Una propuesta de prohibición de aditivos podría cambiar la pizza y los bagels de Nueva York
Se estima que alrededor del 80% de las pizzerías y tiendas de bagels dependen de harina bromada, ingrediente altamente cuestionado
Piza newyorquina | Referencial. Crédito: New Africa | Shutterstock
Salvatore Lo Duca, un pizzero de tradición en Brooklyn, revela que la harina bromada, un ingrediente esencial en su receta familiar, puede contener carcinógenos prohibidos en numerosos países. Ante esta situación, su establecimiento ha comenzado a experimentar con nuevas harinas, dando lugar a resultados inesperados en la calidad del producto.
La reciente aprobación de un proyecto de ley por parte de los legisladores del estado de Nueva York, que busca prohibir la harina bromada, ha generado una división en la comunidad de panaderos, reseña Associated Press (AP). Se estima que alrededor del 80% de las pizzerías y tiendas de bagels dependen de este componente, lo que podría significar un cambio drástico en las prácticas de elaboración.
“Este es un acontecimiento trascendental para la pizza neoyorquina”, dijo Scott Wiener, historiador de la pizza que organiza recorridos por pizzerías destacadas.
Reacciones de la industria
Compradores y propietarios de pizzerías expresan preocupaciones sobre cómo este cambio afectará la textura y el sabor de los productos tradicionales de Nueva York.
Algunos, como Jesse Spellman de Utopia Bagels, entrevistado por AP, se han visto obligados a ajustar sus recetas y procesos de elaboración.
“Se podría conseguir la misma textura de bagel, pero requiere mucho más trabajo y va a ser mucho más caro”, lamentó Spellman.
Implicaciones para la salud y calidad del producto
Expertos en salud alimentaria consideran que el uso de bromato de potasio ha estado asociado con riesgos de cáncer y argumentan que la prohibición es un paso positivo hacia la seguridad alimentaria.
A medida que más pizzerías optan por harinas “sin bromato”, se espera que la calidad de las pizzas mejore a largo plazo.
En conclusión, los propietarios de pizzerías deben adaptarse a esta nueva realidad, lo que puede mejorar la calidad de los productos, aunque requiera un esfuerzo adicional y cambios en la manera de preparar la masa.

Reacción más allá de Nueva York
La noticia también ha llegado a otras partes del país, con algunos dueños de pizzerías expresando su satisfacción con la calidad de sus pizzas frente a las posibles dificultades de sus contrapartes neoyorquinas.
La discusión sobre la harina bromada podría tener un impacto duradero en la forma en que se percibe y se consume la pizza en toda la nación.
Efecto de la harina bromada en el organismo
La “harina bromada” suele referirse a harina de trigo a la que se le ha añadido bromato de potasio como mejorador de masa (para que el pan suba más y quede más blando y blanco).

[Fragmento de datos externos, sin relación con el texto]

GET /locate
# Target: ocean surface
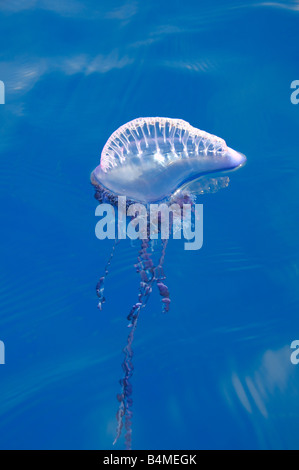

Este aditivo puede tener varios efectos negativos sobre el organismo si no se usa estrictamente en dosis permitidas o si no se elimina bien durante el horneado.
Qué es el bromato y para qué se usa
- El bromato de potasio se añade a la harina para mejorar la elasticidad de la masa, aumentar el volumen del pan y lograr un color más blanco.
- Normalmente se supone que parte de este compuesto se transforma en bromuro de potasio (considerado menos tóxico) durante el horneado, pero si el pan no se cocina bien o se sobredosa, puede quedar residuo de bromato en el producto final.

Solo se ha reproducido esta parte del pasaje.